County Executive Kevin Kamenetz's administration is asking the County Council to lease a desirable piece of downtown Towson real estate to a high-profile developer without a bid process, drawing questions from some council members and from a businessman who has sought to buy the property for two years.

The county-owned property at 301 Washington Ave. was once an office building for the Department of Recreation and Parks. The county put it up for bid in late 2011, but never sold it to the highest bidder, ROC Realty in Pikesville.


Now, the administration wants to lease it to a company connected to Caves Valley Partners so the developer can use it as part of Towson Row, a $300 million project set to be built in 2015. After completing two years of a 20-year lease agreement, the company would have an option to purchase the site for the appraised-market value at that time.
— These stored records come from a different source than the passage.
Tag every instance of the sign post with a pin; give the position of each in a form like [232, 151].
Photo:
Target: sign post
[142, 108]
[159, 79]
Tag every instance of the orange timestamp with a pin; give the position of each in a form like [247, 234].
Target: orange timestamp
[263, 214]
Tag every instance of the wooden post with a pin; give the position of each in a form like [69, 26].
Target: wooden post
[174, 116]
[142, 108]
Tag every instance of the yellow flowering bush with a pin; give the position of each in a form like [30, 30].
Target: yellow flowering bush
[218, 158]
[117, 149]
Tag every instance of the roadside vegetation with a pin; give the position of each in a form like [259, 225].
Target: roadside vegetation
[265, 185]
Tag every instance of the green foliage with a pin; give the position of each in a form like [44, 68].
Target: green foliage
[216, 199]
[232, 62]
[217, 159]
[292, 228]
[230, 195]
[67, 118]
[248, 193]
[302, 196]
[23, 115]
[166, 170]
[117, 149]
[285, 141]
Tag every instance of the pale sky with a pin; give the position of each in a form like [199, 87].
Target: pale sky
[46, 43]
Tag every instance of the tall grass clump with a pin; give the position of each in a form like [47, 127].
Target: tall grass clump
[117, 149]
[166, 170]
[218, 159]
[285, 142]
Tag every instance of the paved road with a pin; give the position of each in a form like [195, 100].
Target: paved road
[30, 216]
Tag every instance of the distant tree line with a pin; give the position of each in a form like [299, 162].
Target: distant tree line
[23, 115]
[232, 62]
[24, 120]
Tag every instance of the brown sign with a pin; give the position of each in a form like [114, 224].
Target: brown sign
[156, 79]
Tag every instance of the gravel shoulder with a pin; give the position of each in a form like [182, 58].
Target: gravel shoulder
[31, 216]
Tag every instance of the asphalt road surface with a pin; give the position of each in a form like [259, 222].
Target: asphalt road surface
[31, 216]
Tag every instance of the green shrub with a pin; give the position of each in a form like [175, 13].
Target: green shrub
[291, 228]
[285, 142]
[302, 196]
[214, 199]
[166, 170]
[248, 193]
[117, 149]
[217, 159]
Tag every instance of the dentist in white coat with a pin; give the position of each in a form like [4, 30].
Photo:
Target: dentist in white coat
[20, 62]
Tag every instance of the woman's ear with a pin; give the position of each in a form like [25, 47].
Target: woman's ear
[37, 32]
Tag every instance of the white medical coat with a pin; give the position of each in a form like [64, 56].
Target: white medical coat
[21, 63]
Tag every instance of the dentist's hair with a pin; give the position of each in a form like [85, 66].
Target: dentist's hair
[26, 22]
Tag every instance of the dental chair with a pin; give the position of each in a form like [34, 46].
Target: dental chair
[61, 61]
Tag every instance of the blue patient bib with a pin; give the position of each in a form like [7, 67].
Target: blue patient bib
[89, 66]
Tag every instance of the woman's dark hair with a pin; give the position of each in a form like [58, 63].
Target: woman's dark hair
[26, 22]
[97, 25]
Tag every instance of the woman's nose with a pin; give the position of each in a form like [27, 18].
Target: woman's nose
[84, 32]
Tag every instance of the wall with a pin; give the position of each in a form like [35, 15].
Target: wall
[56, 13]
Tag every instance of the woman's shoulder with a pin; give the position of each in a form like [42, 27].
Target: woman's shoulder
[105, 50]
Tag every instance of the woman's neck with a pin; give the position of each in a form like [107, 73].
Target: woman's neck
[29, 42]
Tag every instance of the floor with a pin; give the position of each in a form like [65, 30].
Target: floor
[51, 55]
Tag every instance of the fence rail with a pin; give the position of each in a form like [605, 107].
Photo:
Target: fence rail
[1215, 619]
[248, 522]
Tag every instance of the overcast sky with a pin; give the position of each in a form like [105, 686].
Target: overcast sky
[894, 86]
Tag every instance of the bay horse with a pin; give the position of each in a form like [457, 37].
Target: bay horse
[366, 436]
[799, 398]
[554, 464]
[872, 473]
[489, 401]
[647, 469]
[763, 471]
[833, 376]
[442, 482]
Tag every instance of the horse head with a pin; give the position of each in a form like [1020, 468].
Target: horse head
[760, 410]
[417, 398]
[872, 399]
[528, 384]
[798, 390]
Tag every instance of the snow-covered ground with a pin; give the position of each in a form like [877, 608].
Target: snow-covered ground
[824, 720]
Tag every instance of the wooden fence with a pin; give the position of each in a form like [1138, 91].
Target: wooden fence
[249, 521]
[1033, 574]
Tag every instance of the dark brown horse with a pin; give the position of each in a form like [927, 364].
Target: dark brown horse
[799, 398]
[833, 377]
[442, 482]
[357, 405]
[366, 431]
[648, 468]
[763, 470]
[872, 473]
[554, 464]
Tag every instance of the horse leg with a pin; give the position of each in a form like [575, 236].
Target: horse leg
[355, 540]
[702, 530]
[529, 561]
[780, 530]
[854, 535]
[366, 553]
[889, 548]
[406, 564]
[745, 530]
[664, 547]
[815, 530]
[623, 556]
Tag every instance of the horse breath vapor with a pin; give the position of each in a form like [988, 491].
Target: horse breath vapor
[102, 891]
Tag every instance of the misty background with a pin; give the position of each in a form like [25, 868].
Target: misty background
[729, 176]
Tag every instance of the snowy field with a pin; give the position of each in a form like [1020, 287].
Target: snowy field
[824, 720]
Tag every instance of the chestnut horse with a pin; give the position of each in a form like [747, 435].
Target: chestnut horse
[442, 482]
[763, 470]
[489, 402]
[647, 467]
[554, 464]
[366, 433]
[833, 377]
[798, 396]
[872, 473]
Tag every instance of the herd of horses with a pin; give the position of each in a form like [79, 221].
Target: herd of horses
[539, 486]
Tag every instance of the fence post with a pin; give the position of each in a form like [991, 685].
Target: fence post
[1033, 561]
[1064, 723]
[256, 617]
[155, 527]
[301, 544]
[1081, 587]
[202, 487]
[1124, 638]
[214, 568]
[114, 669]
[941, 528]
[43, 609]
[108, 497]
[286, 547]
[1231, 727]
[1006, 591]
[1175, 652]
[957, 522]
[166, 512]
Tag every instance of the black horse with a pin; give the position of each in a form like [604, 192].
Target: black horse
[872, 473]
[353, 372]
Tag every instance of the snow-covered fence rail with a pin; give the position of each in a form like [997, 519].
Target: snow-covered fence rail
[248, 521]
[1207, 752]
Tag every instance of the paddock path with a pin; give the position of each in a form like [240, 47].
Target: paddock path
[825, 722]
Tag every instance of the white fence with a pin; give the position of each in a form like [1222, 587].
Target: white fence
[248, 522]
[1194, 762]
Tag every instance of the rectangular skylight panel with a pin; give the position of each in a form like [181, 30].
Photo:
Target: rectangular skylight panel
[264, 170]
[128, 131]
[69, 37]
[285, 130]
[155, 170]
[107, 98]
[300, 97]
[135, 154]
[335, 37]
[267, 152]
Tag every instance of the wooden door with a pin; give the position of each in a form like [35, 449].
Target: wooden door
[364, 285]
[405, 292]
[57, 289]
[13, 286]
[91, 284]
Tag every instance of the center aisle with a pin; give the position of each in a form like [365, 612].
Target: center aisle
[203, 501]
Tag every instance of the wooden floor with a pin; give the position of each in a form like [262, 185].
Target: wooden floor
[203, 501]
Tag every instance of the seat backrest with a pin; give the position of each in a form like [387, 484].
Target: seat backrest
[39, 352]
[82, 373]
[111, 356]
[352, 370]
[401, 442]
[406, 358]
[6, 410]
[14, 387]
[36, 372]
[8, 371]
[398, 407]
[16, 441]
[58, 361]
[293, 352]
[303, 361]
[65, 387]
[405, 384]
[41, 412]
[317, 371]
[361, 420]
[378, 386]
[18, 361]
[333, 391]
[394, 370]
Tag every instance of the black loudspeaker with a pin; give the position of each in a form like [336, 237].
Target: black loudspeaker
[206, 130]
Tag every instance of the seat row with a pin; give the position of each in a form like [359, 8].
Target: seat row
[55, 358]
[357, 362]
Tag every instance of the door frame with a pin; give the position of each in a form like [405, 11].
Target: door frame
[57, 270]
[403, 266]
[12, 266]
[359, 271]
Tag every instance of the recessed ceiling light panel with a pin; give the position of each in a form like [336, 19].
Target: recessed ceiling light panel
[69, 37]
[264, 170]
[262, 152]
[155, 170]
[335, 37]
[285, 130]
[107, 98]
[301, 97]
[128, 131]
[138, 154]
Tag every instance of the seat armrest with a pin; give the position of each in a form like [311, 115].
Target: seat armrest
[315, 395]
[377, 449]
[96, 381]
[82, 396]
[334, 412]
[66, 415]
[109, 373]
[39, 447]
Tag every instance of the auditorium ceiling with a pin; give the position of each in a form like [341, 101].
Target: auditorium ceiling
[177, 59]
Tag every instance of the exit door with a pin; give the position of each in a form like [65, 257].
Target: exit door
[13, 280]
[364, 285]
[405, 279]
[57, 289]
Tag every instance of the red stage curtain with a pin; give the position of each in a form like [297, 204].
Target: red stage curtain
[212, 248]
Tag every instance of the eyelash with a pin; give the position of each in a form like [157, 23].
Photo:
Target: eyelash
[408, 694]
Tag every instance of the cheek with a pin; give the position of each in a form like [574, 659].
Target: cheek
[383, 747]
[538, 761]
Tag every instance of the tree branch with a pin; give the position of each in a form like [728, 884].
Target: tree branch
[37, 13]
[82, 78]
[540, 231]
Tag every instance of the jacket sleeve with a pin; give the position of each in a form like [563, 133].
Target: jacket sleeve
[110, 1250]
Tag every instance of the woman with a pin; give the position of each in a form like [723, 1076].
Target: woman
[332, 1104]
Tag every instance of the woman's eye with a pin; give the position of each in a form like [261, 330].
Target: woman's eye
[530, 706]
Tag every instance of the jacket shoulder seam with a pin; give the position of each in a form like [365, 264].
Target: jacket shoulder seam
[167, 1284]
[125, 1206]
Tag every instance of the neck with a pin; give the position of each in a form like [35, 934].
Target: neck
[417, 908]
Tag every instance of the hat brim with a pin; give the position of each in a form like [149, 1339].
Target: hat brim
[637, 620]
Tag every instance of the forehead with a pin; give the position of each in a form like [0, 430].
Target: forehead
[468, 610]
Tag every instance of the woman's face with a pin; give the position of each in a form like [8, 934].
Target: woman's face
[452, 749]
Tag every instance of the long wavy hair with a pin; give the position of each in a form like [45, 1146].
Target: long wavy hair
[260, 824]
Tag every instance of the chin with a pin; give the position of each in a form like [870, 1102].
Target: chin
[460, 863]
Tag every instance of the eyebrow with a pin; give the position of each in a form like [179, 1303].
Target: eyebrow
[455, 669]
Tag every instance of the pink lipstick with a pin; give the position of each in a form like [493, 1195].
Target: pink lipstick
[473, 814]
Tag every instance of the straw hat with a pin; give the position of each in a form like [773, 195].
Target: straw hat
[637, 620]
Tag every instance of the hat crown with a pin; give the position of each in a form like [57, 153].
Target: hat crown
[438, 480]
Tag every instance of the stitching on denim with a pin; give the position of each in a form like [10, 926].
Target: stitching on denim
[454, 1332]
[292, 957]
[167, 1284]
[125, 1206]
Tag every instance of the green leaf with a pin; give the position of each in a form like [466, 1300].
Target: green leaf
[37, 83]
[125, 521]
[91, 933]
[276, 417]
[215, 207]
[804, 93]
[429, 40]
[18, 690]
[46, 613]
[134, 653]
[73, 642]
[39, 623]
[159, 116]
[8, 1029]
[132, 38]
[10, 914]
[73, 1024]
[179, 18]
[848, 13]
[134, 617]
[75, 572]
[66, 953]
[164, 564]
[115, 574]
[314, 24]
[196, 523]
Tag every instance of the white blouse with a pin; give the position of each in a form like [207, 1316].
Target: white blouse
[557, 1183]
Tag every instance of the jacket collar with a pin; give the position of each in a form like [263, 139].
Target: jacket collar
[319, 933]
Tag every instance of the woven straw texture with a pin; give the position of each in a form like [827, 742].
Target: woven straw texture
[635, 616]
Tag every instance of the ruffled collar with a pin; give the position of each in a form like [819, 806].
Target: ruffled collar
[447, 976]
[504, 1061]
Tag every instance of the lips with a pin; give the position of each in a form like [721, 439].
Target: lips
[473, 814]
The company would not have to pay property taxes while the land is still owned by the county.

Councilwoman Vicki Almond, a Reisterstown Democrat, questioned why the county put the property up for bid two years ago, but changed its approach now to lease it to Caves Valley.


"Why would you bid it out and then decide to lease it, unless it was benefiting somebody?" she said. She also noted that the proposal has had little public notice; it was first discussed in public last Tuesday and is scheduled for a council vote Monday.

County council members are also questioning the administration's proposal to lease another county-owned parcel in Owings Mills to a company with ties to St. John Properties, also with an option to purchase.

County officials say they are not legally required to put either transaction out to bid. They said the Towson Row lease makes the most sense for the county. Caves Valley wants to use that tract as part of its redevelopment project that will include 1 million square feet of offices, retail, parking and residential units.

"Given the proximity of the building to the Towson Row project, the county believes that it is likely that the property will increase in value over that time and that it is also likely to be utilized for its highest and best use," wrote Don Mohler, Kamenetz's chief of staff, in an email to The Baltimore Sun.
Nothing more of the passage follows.